Given:
Consider the completer question is "Find the derivative [tex]\dfrac{dy}{dx}[/tex] for [tex]y=\dfrac{x^2-4x}{x^3-5}[/tex]."
To find:
The derivative [tex]\dfrac{dy}{dx}[/tex].
Solution:
Chain rule: [tex]\dfrac{d}{dx}f(g(x))=f'(g(x))\cdot g'(x)[/tex]
Quotient rule: [tex]\dfrac{d}{dx}\dfrac{f(x)}{g(x)}=\dfrac{g(x)f'(x)-f(x)g'(x)}{[g(x)]^2}[/tex]
We have,
[tex]y=\dfrac{x^2-4x}{x^3-5}[/tex]
Differentiate with respect to x.
[tex]\dfrac{dy}{dx}=\dfrac{d}{dx}\left(\dfrac{x^2-4x}{x^3-5}\right)[/tex]
Using chain rule and quotient rule, we get
[tex]\dfrac{dy}{dx}=\dfrac{(x^3-5)\dfrac{d}{dx}(x^2-4x)-(x^2-4x)\dfrac{d}{dx}(x^3-5)}{(x^3-5)^2}[/tex]

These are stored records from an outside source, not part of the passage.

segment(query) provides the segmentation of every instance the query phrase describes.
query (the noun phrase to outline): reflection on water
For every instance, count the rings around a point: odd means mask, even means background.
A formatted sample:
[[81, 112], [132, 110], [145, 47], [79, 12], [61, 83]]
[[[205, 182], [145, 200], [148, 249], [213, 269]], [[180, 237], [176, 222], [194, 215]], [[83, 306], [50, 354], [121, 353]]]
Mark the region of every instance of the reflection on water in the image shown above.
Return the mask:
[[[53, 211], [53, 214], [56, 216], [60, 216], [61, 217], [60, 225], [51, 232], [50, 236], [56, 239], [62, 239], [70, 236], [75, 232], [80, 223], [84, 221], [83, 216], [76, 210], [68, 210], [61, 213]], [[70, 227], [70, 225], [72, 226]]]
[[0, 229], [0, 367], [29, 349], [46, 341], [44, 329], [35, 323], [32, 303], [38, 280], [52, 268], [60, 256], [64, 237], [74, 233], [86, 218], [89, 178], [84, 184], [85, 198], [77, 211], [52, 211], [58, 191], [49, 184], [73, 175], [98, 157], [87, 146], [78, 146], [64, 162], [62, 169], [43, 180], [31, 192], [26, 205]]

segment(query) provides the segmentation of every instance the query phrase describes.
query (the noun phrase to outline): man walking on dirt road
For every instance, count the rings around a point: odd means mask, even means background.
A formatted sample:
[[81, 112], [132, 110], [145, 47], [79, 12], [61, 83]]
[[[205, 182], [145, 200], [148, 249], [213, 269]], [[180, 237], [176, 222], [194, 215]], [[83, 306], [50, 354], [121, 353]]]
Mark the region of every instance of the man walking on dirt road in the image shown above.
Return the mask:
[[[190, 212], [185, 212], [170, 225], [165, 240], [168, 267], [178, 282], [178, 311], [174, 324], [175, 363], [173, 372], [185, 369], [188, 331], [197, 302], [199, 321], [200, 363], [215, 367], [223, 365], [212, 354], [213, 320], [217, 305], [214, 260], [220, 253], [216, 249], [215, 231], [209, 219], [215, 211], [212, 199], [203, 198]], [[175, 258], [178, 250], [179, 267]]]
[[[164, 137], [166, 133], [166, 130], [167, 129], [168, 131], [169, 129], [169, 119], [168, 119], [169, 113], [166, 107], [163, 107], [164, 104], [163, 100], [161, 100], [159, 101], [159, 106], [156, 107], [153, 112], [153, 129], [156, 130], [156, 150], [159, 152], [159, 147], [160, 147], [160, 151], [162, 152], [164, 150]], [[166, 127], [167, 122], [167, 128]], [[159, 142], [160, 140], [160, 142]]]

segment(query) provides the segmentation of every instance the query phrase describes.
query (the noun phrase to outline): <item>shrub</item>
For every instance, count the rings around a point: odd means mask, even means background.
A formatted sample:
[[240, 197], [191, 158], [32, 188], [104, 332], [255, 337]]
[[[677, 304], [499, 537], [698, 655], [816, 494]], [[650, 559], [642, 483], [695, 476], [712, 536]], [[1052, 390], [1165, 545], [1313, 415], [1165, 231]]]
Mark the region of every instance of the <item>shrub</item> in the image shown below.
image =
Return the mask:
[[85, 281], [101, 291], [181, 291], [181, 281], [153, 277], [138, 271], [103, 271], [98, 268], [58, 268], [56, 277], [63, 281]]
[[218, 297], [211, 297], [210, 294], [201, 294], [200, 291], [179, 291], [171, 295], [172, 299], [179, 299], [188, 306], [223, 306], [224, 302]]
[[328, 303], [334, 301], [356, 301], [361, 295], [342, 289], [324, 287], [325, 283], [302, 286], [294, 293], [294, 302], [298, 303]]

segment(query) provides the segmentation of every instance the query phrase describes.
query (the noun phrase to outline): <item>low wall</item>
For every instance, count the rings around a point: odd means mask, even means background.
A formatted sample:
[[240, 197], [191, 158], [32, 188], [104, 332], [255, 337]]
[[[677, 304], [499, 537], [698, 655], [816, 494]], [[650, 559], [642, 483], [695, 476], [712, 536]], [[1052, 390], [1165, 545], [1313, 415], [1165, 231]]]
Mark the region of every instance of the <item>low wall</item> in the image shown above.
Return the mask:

[tex]\dfrac{dy}{dx}=\dfrac{(x^3-5)(2x-4)-(x^2-4x)(3x^2)}{(x^3-5)^2}[/tex]
[tex]\dfrac{dy}{dx}=\dfrac{2x^4-4x^3-10x+20-3x^4+12x^3}{(x^3-5)^2}[/tex]
[tex]\dfrac{dy}{dx}=\dfrac{-x^4+8x^3-10x+20}{(x^3-5)^2}[/tex]
Therefore, the required answer is [tex]\dfrac{dy}{dx}=\dfrac{-x^4+8x^3-10x+20}{(x^3-5)^2}[/tex].